After any new interacting drug is started or a dose of an existing one is changed, recheck TSH in 6-8 weeks. In pregnancy, every 4 weeks in the first half of pregnancy. On stable therapy with no medication changes, annual TSH monitoring is standard for most women, with free T3 checked if symptoms recur.

References

  1. Hoang TD, Olsen CH, Mai VQ, Clyde PW, Shakir MK. Desiccated thyroid extract compared with levothyroxine in the treatment of hypothyroidism: a randomized, double-blind, crossover study.
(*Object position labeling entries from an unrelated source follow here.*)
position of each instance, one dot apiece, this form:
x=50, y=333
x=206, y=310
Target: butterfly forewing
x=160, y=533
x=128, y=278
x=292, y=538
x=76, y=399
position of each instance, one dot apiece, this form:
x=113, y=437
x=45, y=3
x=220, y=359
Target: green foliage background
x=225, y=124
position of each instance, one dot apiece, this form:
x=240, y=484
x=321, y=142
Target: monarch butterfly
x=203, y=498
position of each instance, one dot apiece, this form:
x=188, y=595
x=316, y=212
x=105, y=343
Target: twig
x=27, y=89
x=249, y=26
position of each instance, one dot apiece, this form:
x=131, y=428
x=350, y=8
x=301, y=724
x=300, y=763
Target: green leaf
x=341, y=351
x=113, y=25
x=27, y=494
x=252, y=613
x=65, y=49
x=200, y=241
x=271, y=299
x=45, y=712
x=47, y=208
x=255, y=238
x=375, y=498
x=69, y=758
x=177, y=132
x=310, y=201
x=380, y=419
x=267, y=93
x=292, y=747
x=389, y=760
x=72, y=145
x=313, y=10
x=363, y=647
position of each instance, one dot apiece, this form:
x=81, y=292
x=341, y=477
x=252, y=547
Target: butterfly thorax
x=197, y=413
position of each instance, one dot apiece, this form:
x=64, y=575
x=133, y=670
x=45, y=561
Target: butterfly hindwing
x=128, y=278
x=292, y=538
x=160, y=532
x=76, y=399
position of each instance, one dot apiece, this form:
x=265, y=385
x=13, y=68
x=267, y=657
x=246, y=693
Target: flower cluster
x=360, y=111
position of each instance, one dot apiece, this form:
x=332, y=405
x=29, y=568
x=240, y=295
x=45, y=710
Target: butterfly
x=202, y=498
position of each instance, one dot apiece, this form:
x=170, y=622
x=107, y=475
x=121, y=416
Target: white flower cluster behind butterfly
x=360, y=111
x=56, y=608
J Clin Endocrinol Metab. 2013;98(5):1982-1990.
  2. Singh N, Singh PN, Hershman JM. Effect of calcium carbonate on the absorption of levothyroxine. Arch Intern Med. 2000;160(6):745-748.
  3. Campbell NR, Hasinoff BB, Stalts H, Rao B, Wong NC. Ferrous sulfate reduces thyroxine efficacy in patients with hypothyroidism. Ann Intern Med. 1992;117(12):1010-1013.
  4. Liwanpo L, Hershman JM. Conditions and drugs interfering with thyroxine absorption. Best Pract Res Clin Endocrinol Metab. 2009;23(6):781-792.
  5. Bell DS, Ovalle F. Use of soy protein supplement and resultant need for increased dose of levothyroxine. Endocr Pract. 2001;7(3):193-194.
  6. Arafah BM. Increased need for thyroxine in women with hypothyroidism during estrogen therapy. N Engl J Med. 2001;344(23):1743-1749.
  7. Bogazzi F, Bartalena L, Martino E. Approach to the patient with amiodarone-induced thyrotoxicosis. J Clin Endocrinol Metab. 2010;95(6):2529-2535.
  8. Kirov G, Tredget J, John R, Owen MJ, Lazarus JH. A longitudinal study of thyroid function in lithium treated patients. J Affect Disord. 2016;207:99-103.
  9. Samuels MH, Schuff KG, Carlson NE, Carello P, Janowsky JS. Health status, psychological symptoms, mood, and cognition in L-thyroxine-treated hypothyroid subjects. Thyroid. 2007;17(3):249-258.
  10. Isidro ML, Jorge S. Metformin-associated with a decrease in serum TSH in primary hypothyroidism patients. Endocrine. 2006;29(1):133-136.
  11. Alexander EK, Pearce EN, Brent GA, et al. 2017 Guidelines of the American Thyroid Association for the Diagnosis and Management of Thyroid Disease During Pregnancy and the Postpartum. Thyroid. 2017;27(3):315-389.
  12. NIH LactMed Database. Thyroid hormones. National Library of Medicine.
  13. Practice Committee of the American Society for Reproductive Medicine. Subclinical hypothyroidism in the infertility patient. Fertil Steril. 2021;116(4):1.
  14. FDA Center for Drug Evaluation and Research. Thyroid USP prescribing information. U.S. Food and Drug Administration.
  15. American College of Obstetricians and Gynecologists. Thyroid disease in pregnancy. ACOG Practice Bulletin.